My artwork is handled by Jim at Jelzoo.com, and he’s done an amazing job. I can confidently say that I wouldn’t have sold anywhere near as many books without his cover, bookmark and banner artwork (multiple attendees and buyers said the same thing).
Remember – you’re a small business, and don’t worry about being new
People like to support small businesses and creative endeavours. Kickstarter and IndieGoGo have built an entire industry off that sense of goodwill.
I’m not ashamed that I self-publish. I’ve deliberately gone my own way with things, and found an approach that works for me. I would strongly urge you to think along similar lines.
A fair few of my sales came from people who were driven by this. I’d say about half of them were people who were content-creators too (one guy was a singer, another worked for a movie company…) and the other half were people who have considered writing books themselves, but haven’t gotten around to it yet. Either way, those people were all too happy to support a local artist who is trying to run a small business.
Similarly, don’t worry about letting people know you’re just starting out, for the same reason.
Bring essential supplies.
Tissues. Chewing gum (or mints) for breath after food. A 2-litre bottle of water. Hand sanitising gel (every few hours or you will get con-flu). An emergency USB charger which can power your phone if it starts to run out. Petty cash to get coffee. Deodorant/aftershave/perfume or anything else you routinely wear (again, these places can get hot). A bag for rubbish.
If your con is in a town (as mine was), you don’t need everything (you can always run out to a shop) but if you’re at an airport conference facility, make sure you have everything you could possibly need – as if you don’t have it, you can be certain you’ll need it.
Bring a USB power source
I mentioned this under “essential supplies” but I want to mention it again. For about £10 these days you can buy USB power sources – basically a battery you charge, and you can use this to charge your other devices. An inexpensive one will be enough to bring an iPhone back to 70% from near-dead.

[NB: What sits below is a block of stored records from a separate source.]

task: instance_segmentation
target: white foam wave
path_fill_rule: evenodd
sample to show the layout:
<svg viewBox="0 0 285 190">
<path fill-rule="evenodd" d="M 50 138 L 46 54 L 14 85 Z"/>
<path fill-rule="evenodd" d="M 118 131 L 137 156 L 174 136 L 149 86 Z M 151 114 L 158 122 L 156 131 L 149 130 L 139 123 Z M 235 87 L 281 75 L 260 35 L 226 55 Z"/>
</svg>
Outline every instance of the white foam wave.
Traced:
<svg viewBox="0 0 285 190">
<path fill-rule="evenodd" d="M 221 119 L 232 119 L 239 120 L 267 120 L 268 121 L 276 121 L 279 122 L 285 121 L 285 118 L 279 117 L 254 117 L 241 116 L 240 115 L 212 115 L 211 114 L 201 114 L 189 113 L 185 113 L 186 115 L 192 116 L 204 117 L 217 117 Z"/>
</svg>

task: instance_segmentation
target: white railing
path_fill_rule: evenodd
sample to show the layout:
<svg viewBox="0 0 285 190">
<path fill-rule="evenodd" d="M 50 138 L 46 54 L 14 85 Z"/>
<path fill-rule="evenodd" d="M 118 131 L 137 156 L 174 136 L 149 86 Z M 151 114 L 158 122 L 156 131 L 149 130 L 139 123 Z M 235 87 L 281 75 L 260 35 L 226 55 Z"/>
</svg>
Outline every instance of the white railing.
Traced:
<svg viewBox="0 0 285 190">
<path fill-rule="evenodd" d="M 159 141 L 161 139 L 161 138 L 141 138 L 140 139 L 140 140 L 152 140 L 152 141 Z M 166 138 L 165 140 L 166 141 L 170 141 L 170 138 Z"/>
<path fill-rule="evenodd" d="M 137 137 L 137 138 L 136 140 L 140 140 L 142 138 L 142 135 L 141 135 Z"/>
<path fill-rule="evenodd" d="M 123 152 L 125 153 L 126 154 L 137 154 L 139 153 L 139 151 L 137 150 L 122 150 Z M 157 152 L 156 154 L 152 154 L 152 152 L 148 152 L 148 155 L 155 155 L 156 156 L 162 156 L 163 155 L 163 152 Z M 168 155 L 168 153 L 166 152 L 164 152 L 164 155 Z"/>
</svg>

Most cons do not allow you to use a power source unless you’re willing to pay, and the cost is expensive. As an exhibitor, you have two things which need power – your phone and your card purchase machine, and both of these need to be powered in order to work.
Lollipops aren’t worth it
This was the only part of my stall that was a bit of a waste – I had free lollipops to give away in a bowl, and I brought nearly all of them home with me! Certainly I made lives easier for some parents who had young, bored-looking children, and a bit of good cheer hurts no-one – but they weren’t free to me, and overall, probably weren’t worth it. I think only one sale came from them.
Most importantly, try to have fun!
OK, so this is a bit of a cliché, but it’s true. You’re trying to reach out to new readers, so you need to try your best to seem enthused. Your attitude (along with your artwork) is the first element of your work they’ll encounter, and you need to seem inviting. This is a lot easier if you’re having fun – so take plenty of breaks, stay hydrated and fed, and try to keep your spirits up even when things are quiet.